Of course, we still don’t know much. This is partly because, to harken back to an old hobby, the platforms are still very stingy with data that might help researchers understand them better. Part of this is for good user privacy reasons; Part of it for bad reason is not really wanting to deeply understand the damage their platforms can cause.
We have enough data to make good recommendations for platforms, legislators, parents and kids
“There is widespread concern within the scientific community that the lack of access to data and lack of transparency from technology companies has been a barrier to understanding the full scope and magnitude of the impact of social media on mental health and well-being,” the Surgeon of the Year report states.
I do hope this changes, though. Thanks to the EU Digital Services Act, academic researchers now have a legal way to securely request and study platform data, which I imagine would be hugely beneficial to the cause of better understanding the effects of social networks on mental health and many other issues.
In the meantime, we have enough data to make good recommendations for platforms, legislators, and parents and kids. For the platforms, good suggestions include conducting independent assessments of the effects of their products on children and adolescents; establish scientific advisory committees to inform on product development; and share data with researchers in a way that protects privacy.

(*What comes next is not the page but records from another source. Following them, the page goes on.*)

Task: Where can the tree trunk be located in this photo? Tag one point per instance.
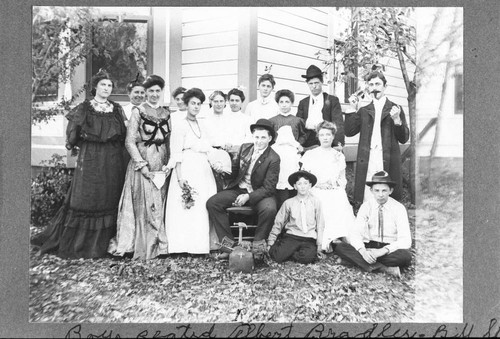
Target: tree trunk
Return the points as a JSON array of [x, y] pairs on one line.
[[413, 170]]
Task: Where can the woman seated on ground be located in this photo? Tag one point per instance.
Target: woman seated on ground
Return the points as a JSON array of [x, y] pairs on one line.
[[84, 225], [191, 183], [141, 228], [328, 165]]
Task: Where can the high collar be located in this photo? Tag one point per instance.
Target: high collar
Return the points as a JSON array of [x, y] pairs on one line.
[[152, 106]]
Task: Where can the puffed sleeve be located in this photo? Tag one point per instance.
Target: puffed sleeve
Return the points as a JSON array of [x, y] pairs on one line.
[[76, 118], [176, 142], [305, 161], [341, 178], [133, 136]]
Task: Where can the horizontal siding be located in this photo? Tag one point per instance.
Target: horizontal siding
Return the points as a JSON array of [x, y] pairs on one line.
[[210, 54], [194, 14], [287, 46], [280, 16], [315, 14], [290, 33], [289, 39], [274, 57], [210, 40], [210, 48], [216, 82], [208, 27], [210, 68]]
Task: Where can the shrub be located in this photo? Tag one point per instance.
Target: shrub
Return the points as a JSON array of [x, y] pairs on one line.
[[48, 190]]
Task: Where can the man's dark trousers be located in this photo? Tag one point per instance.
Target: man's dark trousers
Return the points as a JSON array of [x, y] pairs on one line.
[[400, 257], [217, 204]]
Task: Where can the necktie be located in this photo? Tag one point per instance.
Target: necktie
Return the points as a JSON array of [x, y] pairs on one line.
[[381, 223], [303, 216]]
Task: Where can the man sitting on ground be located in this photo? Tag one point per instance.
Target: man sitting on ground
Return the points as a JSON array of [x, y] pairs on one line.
[[303, 222], [381, 237]]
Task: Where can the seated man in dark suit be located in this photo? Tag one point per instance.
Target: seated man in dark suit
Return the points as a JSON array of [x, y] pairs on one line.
[[254, 185]]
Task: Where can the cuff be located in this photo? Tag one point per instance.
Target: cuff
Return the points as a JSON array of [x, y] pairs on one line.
[[139, 164]]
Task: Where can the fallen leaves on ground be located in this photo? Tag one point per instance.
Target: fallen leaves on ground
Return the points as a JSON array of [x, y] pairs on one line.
[[201, 289]]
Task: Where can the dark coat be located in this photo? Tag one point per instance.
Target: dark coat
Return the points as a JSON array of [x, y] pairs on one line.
[[362, 122], [265, 172], [331, 112]]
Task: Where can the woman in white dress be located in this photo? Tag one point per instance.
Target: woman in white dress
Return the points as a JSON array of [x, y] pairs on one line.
[[187, 223], [328, 165]]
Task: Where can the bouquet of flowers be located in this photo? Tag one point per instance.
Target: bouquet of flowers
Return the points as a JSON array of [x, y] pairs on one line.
[[188, 194]]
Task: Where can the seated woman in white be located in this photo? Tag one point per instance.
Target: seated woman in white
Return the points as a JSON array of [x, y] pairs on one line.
[[328, 165]]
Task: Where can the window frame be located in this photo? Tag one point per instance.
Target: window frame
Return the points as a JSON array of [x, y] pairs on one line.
[[458, 90]]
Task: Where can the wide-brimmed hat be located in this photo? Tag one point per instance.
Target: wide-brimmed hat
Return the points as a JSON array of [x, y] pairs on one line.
[[292, 179], [312, 72], [264, 123], [381, 177]]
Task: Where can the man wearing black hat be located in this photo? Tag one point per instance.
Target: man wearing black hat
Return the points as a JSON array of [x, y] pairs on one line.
[[381, 237], [254, 184], [302, 219], [318, 107]]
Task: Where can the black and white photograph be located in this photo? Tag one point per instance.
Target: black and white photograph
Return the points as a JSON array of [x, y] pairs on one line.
[[282, 171]]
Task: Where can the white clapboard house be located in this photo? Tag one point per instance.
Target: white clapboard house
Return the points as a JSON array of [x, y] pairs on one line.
[[226, 47]]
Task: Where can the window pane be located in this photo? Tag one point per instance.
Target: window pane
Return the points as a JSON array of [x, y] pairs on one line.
[[122, 51]]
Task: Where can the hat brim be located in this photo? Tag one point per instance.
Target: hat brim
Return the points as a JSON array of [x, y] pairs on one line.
[[269, 128], [387, 182], [313, 75], [292, 179]]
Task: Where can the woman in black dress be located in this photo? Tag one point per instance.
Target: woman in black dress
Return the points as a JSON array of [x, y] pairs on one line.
[[86, 222]]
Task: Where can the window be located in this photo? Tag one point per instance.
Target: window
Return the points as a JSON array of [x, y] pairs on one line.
[[121, 47], [459, 90]]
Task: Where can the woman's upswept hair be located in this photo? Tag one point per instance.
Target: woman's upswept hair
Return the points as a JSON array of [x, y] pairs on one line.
[[327, 125], [101, 75], [193, 92]]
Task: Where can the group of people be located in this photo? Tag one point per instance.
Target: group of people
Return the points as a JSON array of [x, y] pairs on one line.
[[150, 181]]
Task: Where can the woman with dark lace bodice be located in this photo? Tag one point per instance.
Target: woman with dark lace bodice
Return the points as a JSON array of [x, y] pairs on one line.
[[86, 222], [141, 227]]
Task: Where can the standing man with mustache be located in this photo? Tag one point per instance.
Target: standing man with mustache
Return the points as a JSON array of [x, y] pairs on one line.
[[382, 127]]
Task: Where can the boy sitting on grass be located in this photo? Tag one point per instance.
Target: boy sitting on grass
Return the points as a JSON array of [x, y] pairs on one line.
[[381, 238], [303, 222]]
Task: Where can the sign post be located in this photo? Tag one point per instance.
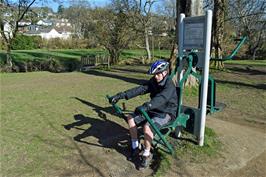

Recommendations for policy makers include establishing age-appropriate health and safety standards for platforms; fund more research on this topic; And stop growth and interaction tricks for kids.
There are a lot of things to take into consideration. And I know that many of you – especially those who work in social platforms – may still not be convinced by the available evidence.
But the more data we see, the harder it becomes for me to keep an open mind on this topic, especially for younger children in the above-mentioned risk groups. If I were to become a parent, I would seek to keep my children away from the media during middle school. (Although I imagine I won’t be able to completely prevent them from some of the unmoderated use of YouTube and TikTok.) I also plan to continue to monitor their social media use and any effects it may have on their mental health through school.
When I first started writing a newsletter about social networking, the consequences of children using it were pretty vague. But little by little, we are beginning to understand both the risks and the benefits. And on the question of whether the use of social networks poses risks to children, today’s Surgeon General’s warning indicates that the answer is a definite yes.